Asset manager Vanguard on Monday announced that it was slashing the fees associated with investing in its funds, saving investors up to $350 million in 2025 alone.
What To Know: Vanguard has lowered the expense ratio across 87 of its funds, bringing its average asset-weighted fee down to just 0.07% versus an industry average of 0.44%, according to Bloomberg.
“Lower fees mean fund investors can keep more of their returns and a competitive edge for our funds,” said Greg Davis, chief investment officer at Vanguard.
Vanguard has reduced its expense ratios more than 2,000 times since 1975 and was already one of the cheapest operators before the latest cuts.
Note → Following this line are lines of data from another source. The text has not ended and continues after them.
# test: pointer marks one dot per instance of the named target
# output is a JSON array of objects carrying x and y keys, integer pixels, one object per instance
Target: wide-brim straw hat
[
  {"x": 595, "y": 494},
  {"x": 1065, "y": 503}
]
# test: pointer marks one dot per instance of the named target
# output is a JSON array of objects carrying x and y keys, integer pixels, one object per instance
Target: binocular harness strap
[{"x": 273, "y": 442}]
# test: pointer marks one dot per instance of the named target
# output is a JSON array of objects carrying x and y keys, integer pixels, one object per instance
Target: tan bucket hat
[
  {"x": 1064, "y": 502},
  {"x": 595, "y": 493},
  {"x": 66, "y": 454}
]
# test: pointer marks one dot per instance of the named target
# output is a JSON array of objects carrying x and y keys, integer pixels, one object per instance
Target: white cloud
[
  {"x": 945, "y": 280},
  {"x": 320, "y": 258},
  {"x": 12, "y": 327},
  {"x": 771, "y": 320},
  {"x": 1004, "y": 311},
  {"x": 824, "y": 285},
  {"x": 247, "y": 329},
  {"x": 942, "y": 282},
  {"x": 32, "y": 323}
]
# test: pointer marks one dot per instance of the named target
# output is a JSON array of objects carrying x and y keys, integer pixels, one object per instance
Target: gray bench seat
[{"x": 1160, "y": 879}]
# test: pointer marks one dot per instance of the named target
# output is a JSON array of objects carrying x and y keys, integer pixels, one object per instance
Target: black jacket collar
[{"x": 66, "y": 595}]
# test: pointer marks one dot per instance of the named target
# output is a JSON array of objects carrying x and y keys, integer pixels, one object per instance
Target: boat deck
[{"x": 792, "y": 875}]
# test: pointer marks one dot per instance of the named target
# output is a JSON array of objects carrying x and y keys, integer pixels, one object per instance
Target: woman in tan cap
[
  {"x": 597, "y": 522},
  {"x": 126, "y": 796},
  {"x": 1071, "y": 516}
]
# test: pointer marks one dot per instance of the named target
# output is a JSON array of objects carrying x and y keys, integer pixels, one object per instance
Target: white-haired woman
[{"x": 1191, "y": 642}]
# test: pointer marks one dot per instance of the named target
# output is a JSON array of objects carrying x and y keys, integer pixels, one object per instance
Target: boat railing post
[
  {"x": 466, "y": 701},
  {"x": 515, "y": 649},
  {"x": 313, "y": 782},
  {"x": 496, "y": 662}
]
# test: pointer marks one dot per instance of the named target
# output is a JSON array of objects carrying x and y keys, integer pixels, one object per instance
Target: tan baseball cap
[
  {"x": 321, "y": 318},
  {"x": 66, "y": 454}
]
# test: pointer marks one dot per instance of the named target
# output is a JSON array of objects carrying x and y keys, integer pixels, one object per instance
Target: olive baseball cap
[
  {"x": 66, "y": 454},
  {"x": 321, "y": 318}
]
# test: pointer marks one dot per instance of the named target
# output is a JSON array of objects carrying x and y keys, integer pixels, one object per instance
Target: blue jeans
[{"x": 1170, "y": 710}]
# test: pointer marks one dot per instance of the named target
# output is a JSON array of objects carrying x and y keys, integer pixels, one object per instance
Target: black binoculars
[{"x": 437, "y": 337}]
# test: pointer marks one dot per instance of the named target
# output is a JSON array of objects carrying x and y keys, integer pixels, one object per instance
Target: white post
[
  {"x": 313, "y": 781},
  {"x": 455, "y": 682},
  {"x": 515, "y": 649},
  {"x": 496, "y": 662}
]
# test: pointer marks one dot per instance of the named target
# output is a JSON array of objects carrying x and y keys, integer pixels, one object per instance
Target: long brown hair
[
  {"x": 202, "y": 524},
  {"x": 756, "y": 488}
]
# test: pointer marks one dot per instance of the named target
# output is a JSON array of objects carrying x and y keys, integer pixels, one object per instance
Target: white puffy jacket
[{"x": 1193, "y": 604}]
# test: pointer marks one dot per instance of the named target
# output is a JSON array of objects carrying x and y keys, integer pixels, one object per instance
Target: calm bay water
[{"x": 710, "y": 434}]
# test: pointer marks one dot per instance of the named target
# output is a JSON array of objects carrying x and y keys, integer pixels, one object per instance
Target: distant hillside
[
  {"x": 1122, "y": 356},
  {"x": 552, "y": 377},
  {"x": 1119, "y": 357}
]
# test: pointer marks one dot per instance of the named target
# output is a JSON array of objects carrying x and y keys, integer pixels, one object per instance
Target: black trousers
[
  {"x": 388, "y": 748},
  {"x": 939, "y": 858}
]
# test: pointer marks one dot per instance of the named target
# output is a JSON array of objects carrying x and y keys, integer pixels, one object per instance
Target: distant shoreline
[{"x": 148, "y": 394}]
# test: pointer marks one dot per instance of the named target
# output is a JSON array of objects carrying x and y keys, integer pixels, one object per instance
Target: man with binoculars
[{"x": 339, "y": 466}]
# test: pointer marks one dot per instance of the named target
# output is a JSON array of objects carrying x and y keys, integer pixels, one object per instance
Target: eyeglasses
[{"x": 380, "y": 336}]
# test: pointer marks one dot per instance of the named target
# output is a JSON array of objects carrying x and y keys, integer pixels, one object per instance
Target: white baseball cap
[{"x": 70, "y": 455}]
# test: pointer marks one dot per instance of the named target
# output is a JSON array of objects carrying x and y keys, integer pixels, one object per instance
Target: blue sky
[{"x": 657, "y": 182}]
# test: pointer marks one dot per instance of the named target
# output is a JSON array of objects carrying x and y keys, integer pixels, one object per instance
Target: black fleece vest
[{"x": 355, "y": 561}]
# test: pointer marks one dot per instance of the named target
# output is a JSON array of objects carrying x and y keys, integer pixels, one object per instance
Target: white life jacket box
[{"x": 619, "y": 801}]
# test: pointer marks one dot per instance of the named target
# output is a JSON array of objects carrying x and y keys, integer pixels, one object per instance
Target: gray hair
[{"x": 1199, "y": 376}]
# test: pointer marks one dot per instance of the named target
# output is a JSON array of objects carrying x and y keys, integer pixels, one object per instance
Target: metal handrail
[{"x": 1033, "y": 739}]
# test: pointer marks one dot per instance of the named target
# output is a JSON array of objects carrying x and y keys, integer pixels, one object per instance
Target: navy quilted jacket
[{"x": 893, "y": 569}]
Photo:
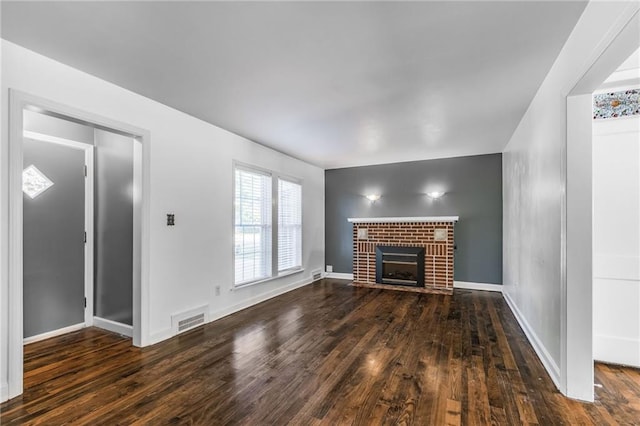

Following the cuts, 86% of Vanguard mutual fund and ETF assets are in the lowest-cost deciles of their peer group.
According to Bloomberg, Vanguard ETFs brought in $305 billion of inflows last year, which was close to an all-time high for the asset manager.
"After paying for technology and investments that we need to make in the company, the way we effectively give the value back to our clients — who are also our owners — is through fee cuts. The larger we become, the lower it goes," Vanguard CEO Salim Ramji, reportedly told Bloomberg.
The cuts are specifically attractive for investors looking to increase exposure to fixed income. Vanguard’s average weighted fee on its actively managed bond funds is now down to 0.1% versus an industry average of about 0.52%.
The report indicates that Vanguard recently released a 10-year outlook showing that it expects U.S. bonds to outperform U.S. equities over the next decade.
"Even if we're wrong, people's portfolios are out of balance and they need more bonds in there, even just as a ballast to diversify back to 60/40. But as they do that, they don't need to pay 50 basis points,” Ramji reportedly said.